Finding value of $\lim\limits_{n\rightarrow \infty}\Big(\frac{(kn)!}{n^{kn}}\Big)^{\frac{1}{n}}$

Simply note that this is a Riemann sum for positive $k$.

Letting $$\lim_{n\to\infty}\left(\frac{(kn!)}{n^{kn}}\right)^{1/n}=y\,,$$ we have

\begin{align} \ln y&=\lim_{n\to\infty}\frac{1}{n}\ln\left(\frac{(kn)!}{n^{kn}}\right) \\&=\lim_{n\to\infty}\frac{1}{n}\ln\left(\prod_{j=1}^{kn}\frac{j}n\right) \\&=\lim_{n\to\infty}\frac{1}{n}\sum_{j=1}^{kn}\ln\left(\frac{j}n\right) \\&=\int_0^{k}\ln x\,dx=\ln\left(\frac{k}e\right)^k \end{align}

We can interchange log and limit as $\ln(\cdot)$ is continuous in its domain.
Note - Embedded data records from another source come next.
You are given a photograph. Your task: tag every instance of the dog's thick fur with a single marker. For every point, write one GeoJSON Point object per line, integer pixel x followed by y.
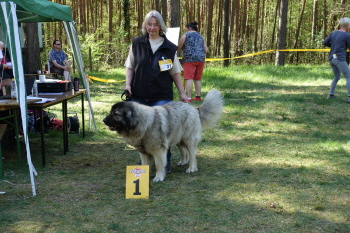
{"type": "Point", "coordinates": [152, 130]}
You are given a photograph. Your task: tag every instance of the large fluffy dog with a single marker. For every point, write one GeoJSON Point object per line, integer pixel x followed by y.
{"type": "Point", "coordinates": [152, 130]}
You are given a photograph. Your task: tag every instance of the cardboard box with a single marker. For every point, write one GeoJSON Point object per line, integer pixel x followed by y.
{"type": "Point", "coordinates": [54, 87]}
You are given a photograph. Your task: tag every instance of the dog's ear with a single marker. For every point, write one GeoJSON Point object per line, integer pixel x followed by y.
{"type": "Point", "coordinates": [130, 116]}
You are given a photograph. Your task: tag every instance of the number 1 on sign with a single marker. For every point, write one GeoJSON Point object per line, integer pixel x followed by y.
{"type": "Point", "coordinates": [137, 181]}
{"type": "Point", "coordinates": [137, 187]}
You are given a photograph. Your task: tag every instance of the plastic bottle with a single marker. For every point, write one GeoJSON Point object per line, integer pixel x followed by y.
{"type": "Point", "coordinates": [35, 89]}
{"type": "Point", "coordinates": [76, 84]}
{"type": "Point", "coordinates": [13, 90]}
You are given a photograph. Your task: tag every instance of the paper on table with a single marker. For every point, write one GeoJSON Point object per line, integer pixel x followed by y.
{"type": "Point", "coordinates": [48, 93]}
{"type": "Point", "coordinates": [43, 100]}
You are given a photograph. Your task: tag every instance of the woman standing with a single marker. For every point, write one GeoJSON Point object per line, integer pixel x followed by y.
{"type": "Point", "coordinates": [194, 50]}
{"type": "Point", "coordinates": [339, 41]}
{"type": "Point", "coordinates": [152, 67]}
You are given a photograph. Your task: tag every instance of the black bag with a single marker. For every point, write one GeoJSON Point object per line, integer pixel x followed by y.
{"type": "Point", "coordinates": [126, 96]}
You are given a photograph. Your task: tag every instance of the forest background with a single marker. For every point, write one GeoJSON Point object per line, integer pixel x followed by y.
{"type": "Point", "coordinates": [230, 27]}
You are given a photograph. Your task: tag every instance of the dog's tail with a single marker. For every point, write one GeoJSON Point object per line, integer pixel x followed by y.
{"type": "Point", "coordinates": [211, 108]}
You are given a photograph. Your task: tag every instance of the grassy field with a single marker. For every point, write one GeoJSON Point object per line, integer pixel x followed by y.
{"type": "Point", "coordinates": [278, 161]}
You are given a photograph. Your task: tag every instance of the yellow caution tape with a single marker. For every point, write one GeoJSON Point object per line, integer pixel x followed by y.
{"type": "Point", "coordinates": [269, 51]}
{"type": "Point", "coordinates": [90, 78]}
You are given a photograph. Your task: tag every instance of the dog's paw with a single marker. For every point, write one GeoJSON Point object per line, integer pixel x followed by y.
{"type": "Point", "coordinates": [181, 163]}
{"type": "Point", "coordinates": [157, 179]}
{"type": "Point", "coordinates": [189, 170]}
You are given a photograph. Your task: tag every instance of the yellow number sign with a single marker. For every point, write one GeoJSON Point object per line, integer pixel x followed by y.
{"type": "Point", "coordinates": [137, 181]}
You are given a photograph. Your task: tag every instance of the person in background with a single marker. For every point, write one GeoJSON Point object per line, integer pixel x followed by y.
{"type": "Point", "coordinates": [58, 59]}
{"type": "Point", "coordinates": [339, 41]}
{"type": "Point", "coordinates": [194, 50]}
{"type": "Point", "coordinates": [147, 80]}
{"type": "Point", "coordinates": [6, 67]}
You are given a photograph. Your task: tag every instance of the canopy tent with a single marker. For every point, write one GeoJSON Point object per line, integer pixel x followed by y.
{"type": "Point", "coordinates": [14, 11]}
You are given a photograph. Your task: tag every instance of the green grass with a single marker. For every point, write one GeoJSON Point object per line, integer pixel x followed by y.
{"type": "Point", "coordinates": [278, 161]}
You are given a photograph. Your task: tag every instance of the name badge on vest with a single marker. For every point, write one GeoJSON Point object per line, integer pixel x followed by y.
{"type": "Point", "coordinates": [165, 64]}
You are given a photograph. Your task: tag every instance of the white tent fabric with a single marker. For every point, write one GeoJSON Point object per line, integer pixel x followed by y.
{"type": "Point", "coordinates": [11, 25]}
{"type": "Point", "coordinates": [9, 21]}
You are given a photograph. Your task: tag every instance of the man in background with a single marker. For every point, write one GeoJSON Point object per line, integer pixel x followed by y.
{"type": "Point", "coordinates": [58, 60]}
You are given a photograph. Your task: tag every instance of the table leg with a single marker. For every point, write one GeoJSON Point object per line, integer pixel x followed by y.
{"type": "Point", "coordinates": [82, 114]}
{"type": "Point", "coordinates": [65, 127]}
{"type": "Point", "coordinates": [15, 123]}
{"type": "Point", "coordinates": [42, 132]}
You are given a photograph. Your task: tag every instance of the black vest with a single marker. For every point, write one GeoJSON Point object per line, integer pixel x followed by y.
{"type": "Point", "coordinates": [149, 83]}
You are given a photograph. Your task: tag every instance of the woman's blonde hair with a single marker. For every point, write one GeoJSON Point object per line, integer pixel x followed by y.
{"type": "Point", "coordinates": [159, 19]}
{"type": "Point", "coordinates": [344, 22]}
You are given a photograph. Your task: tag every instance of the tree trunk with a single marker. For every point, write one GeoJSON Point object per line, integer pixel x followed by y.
{"type": "Point", "coordinates": [298, 29]}
{"type": "Point", "coordinates": [209, 22]}
{"type": "Point", "coordinates": [314, 20]}
{"type": "Point", "coordinates": [32, 60]}
{"type": "Point", "coordinates": [282, 33]}
{"type": "Point", "coordinates": [126, 16]}
{"type": "Point", "coordinates": [226, 32]}
{"type": "Point", "coordinates": [174, 13]}
{"type": "Point", "coordinates": [256, 25]}
{"type": "Point", "coordinates": [236, 15]}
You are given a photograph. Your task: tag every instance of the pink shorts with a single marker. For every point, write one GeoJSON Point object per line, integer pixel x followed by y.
{"type": "Point", "coordinates": [193, 70]}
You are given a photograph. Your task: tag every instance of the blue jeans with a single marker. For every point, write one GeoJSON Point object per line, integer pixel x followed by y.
{"type": "Point", "coordinates": [155, 103]}
{"type": "Point", "coordinates": [339, 67]}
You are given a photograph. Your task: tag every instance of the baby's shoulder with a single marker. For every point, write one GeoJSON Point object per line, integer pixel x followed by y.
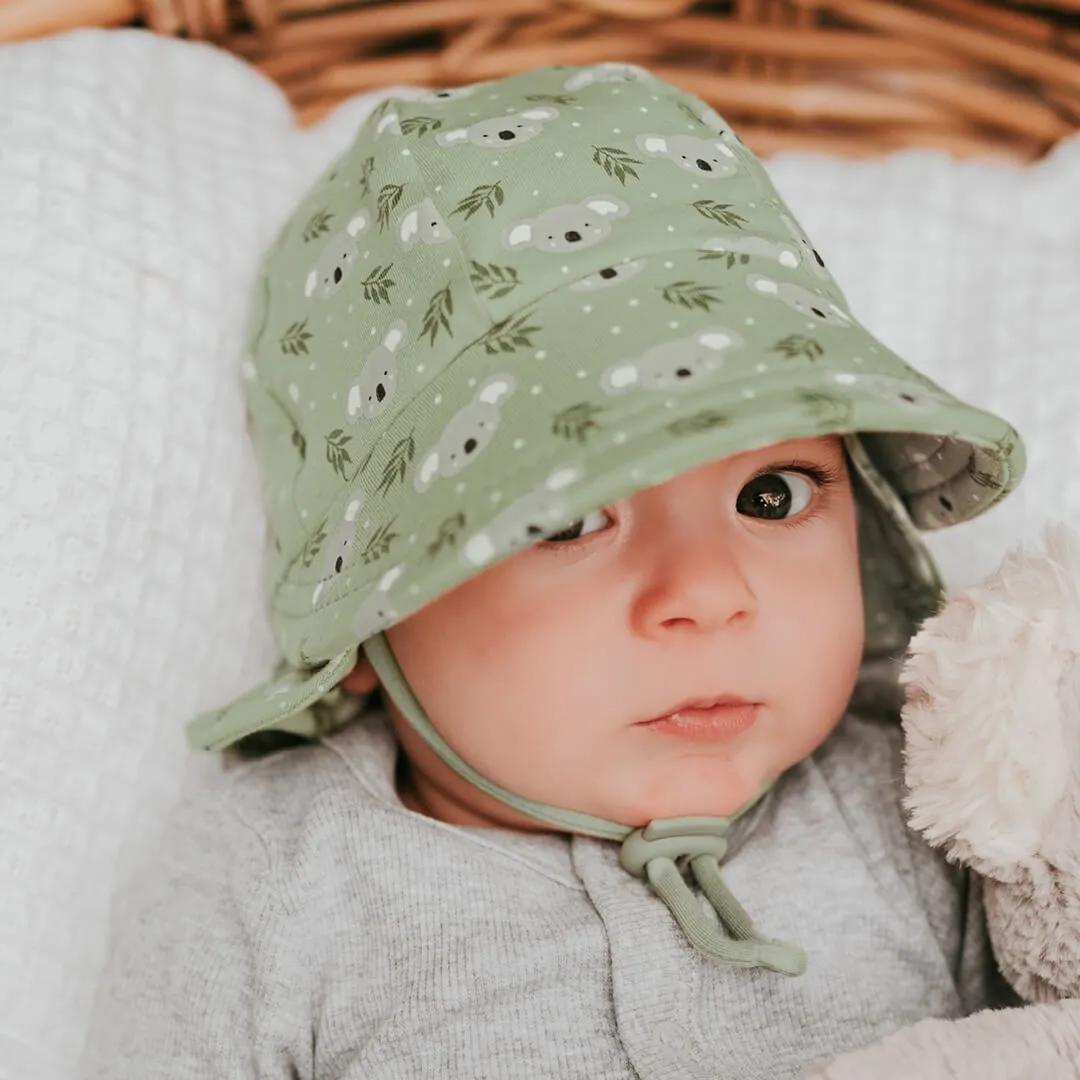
{"type": "Point", "coordinates": [864, 752]}
{"type": "Point", "coordinates": [307, 795]}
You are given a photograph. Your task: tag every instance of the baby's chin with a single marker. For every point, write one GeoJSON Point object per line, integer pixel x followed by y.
{"type": "Point", "coordinates": [691, 790]}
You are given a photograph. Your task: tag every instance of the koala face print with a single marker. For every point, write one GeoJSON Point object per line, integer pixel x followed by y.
{"type": "Point", "coordinates": [525, 521]}
{"type": "Point", "coordinates": [801, 299]}
{"type": "Point", "coordinates": [712, 159]}
{"type": "Point", "coordinates": [376, 612]}
{"type": "Point", "coordinates": [451, 93]}
{"type": "Point", "coordinates": [813, 259]}
{"type": "Point", "coordinates": [917, 400]}
{"type": "Point", "coordinates": [422, 221]}
{"type": "Point", "coordinates": [337, 258]}
{"type": "Point", "coordinates": [786, 255]}
{"type": "Point", "coordinates": [468, 432]}
{"type": "Point", "coordinates": [336, 550]}
{"type": "Point", "coordinates": [501, 131]}
{"type": "Point", "coordinates": [610, 71]}
{"type": "Point", "coordinates": [566, 228]}
{"type": "Point", "coordinates": [672, 365]}
{"type": "Point", "coordinates": [608, 277]}
{"type": "Point", "coordinates": [369, 394]}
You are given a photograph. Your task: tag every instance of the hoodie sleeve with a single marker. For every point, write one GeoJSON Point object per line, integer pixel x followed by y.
{"type": "Point", "coordinates": [192, 986]}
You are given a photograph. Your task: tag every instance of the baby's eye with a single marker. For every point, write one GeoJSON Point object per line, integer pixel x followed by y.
{"type": "Point", "coordinates": [579, 528]}
{"type": "Point", "coordinates": [771, 495]}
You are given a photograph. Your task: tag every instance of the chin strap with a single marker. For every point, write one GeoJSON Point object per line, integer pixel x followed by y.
{"type": "Point", "coordinates": [656, 852]}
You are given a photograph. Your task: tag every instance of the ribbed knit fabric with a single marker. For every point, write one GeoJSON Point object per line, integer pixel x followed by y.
{"type": "Point", "coordinates": [302, 925]}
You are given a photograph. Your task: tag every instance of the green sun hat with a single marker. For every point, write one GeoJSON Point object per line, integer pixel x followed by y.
{"type": "Point", "coordinates": [510, 304]}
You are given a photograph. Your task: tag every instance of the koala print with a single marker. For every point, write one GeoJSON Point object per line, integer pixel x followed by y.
{"type": "Point", "coordinates": [526, 520]}
{"type": "Point", "coordinates": [376, 612]}
{"type": "Point", "coordinates": [609, 71]}
{"type": "Point", "coordinates": [785, 254]}
{"type": "Point", "coordinates": [422, 221]}
{"type": "Point", "coordinates": [714, 121]}
{"type": "Point", "coordinates": [370, 393]}
{"type": "Point", "coordinates": [568, 227]}
{"type": "Point", "coordinates": [468, 432]}
{"type": "Point", "coordinates": [336, 259]}
{"type": "Point", "coordinates": [712, 159]}
{"type": "Point", "coordinates": [608, 277]}
{"type": "Point", "coordinates": [799, 298]}
{"type": "Point", "coordinates": [815, 261]}
{"type": "Point", "coordinates": [919, 400]}
{"type": "Point", "coordinates": [684, 362]}
{"type": "Point", "coordinates": [501, 131]}
{"type": "Point", "coordinates": [336, 552]}
{"type": "Point", "coordinates": [451, 94]}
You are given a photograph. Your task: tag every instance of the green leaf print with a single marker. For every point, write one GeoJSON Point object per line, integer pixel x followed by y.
{"type": "Point", "coordinates": [719, 212]}
{"type": "Point", "coordinates": [378, 283]}
{"type": "Point", "coordinates": [576, 421]}
{"type": "Point", "coordinates": [508, 334]}
{"type": "Point", "coordinates": [448, 532]}
{"type": "Point", "coordinates": [689, 295]}
{"type": "Point", "coordinates": [494, 280]}
{"type": "Point", "coordinates": [365, 176]}
{"type": "Point", "coordinates": [318, 224]}
{"type": "Point", "coordinates": [831, 410]}
{"type": "Point", "coordinates": [313, 545]}
{"type": "Point", "coordinates": [420, 125]}
{"type": "Point", "coordinates": [299, 442]}
{"type": "Point", "coordinates": [484, 197]}
{"type": "Point", "coordinates": [337, 453]}
{"type": "Point", "coordinates": [390, 196]}
{"type": "Point", "coordinates": [439, 308]}
{"type": "Point", "coordinates": [295, 339]}
{"type": "Point", "coordinates": [552, 98]}
{"type": "Point", "coordinates": [393, 472]}
{"type": "Point", "coordinates": [379, 543]}
{"type": "Point", "coordinates": [704, 420]}
{"type": "Point", "coordinates": [798, 345]}
{"type": "Point", "coordinates": [732, 258]}
{"type": "Point", "coordinates": [616, 162]}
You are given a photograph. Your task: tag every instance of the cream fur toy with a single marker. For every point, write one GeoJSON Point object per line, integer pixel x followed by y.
{"type": "Point", "coordinates": [991, 726]}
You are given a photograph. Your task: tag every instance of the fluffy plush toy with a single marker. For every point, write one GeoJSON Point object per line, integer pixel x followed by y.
{"type": "Point", "coordinates": [991, 725]}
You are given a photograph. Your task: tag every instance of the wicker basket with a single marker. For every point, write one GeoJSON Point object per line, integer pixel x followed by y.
{"type": "Point", "coordinates": [853, 77]}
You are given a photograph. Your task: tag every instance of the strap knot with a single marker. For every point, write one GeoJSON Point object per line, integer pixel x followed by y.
{"type": "Point", "coordinates": [673, 838]}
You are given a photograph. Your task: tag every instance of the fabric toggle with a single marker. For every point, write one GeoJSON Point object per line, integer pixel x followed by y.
{"type": "Point", "coordinates": [660, 852]}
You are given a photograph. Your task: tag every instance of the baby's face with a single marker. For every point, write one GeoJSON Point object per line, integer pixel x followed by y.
{"type": "Point", "coordinates": [540, 671]}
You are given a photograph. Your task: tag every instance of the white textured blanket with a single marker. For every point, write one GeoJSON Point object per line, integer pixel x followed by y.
{"type": "Point", "coordinates": [139, 178]}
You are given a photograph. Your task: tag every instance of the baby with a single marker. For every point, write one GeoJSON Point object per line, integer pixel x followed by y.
{"type": "Point", "coordinates": [593, 551]}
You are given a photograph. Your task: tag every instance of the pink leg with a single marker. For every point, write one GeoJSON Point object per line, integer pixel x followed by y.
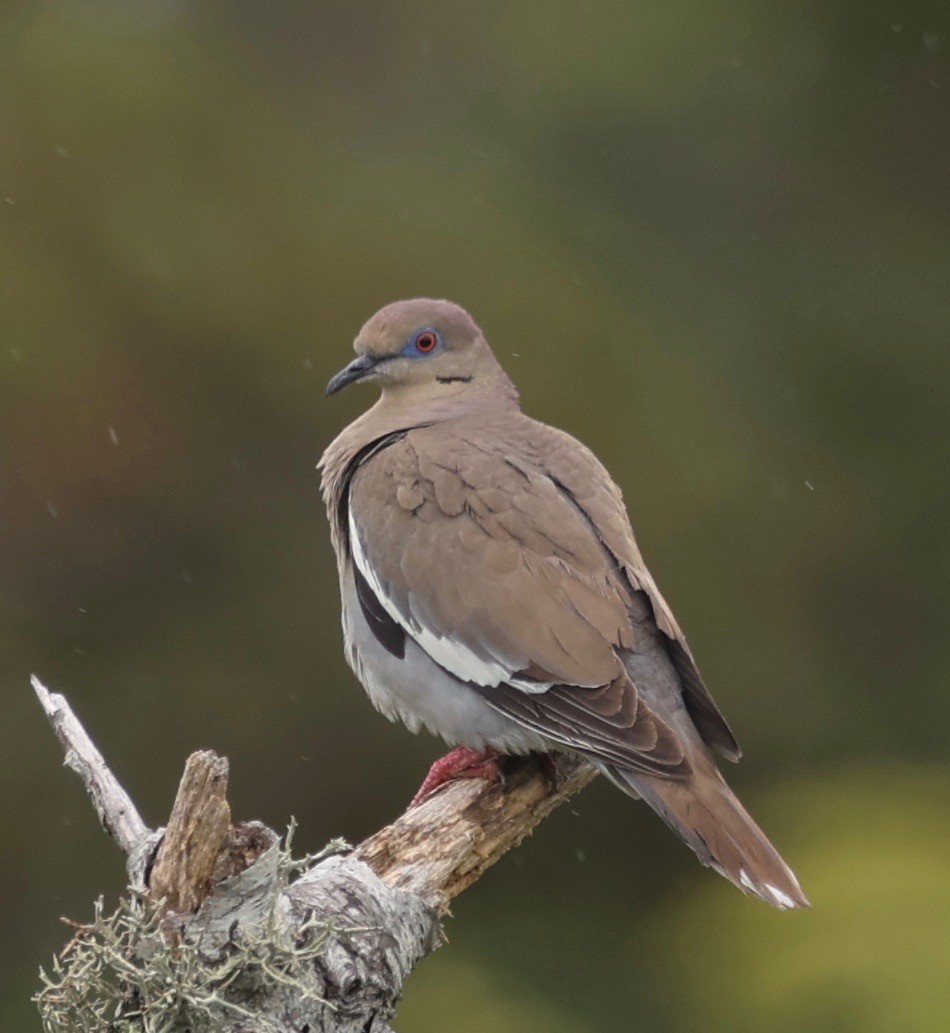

$$ \lim_{n\rightarrow \infty} \left(\dfrac{(kn)!}{n^{kn}} \right)^{\dfrac{1}{n}} = \lim_{n\rightarrow \infty} \left(\dfrac{(kn)!}{\dfrac {kn^{kn}}{k}} \right)^{\dfrac{k}{kn}} = {(\lim_{n\rightarrow \infty} \left(\dfrac{(kn)!}{\dfrac {kn^{kn}}{k}} \right)^{\dfrac{1}{kn}}})^{k} = \left(\dfrac{k}{e} \right)^k $$

The last step is derived from: $$y =\lim_{n\rightarrow \infty}\bigg(\dfrac{(n)!}{n^{n}}\bigg)^{\dfrac{1}{n}}$$ $\ln{y} =\displaystyle \lim_{n\rightarrow \infty} 1/n × \ln(1/n) × \ln(2/n) × ... × \ln(1)$

= $\sum_{r=1}^{n}1/n × \ln{r/n}$

= $\int_0^{1}\ln x\,dx$ = $-1$

(Converting infinite sum into an integral) And therefore, $y = e^{-1}$. Plug in the same above.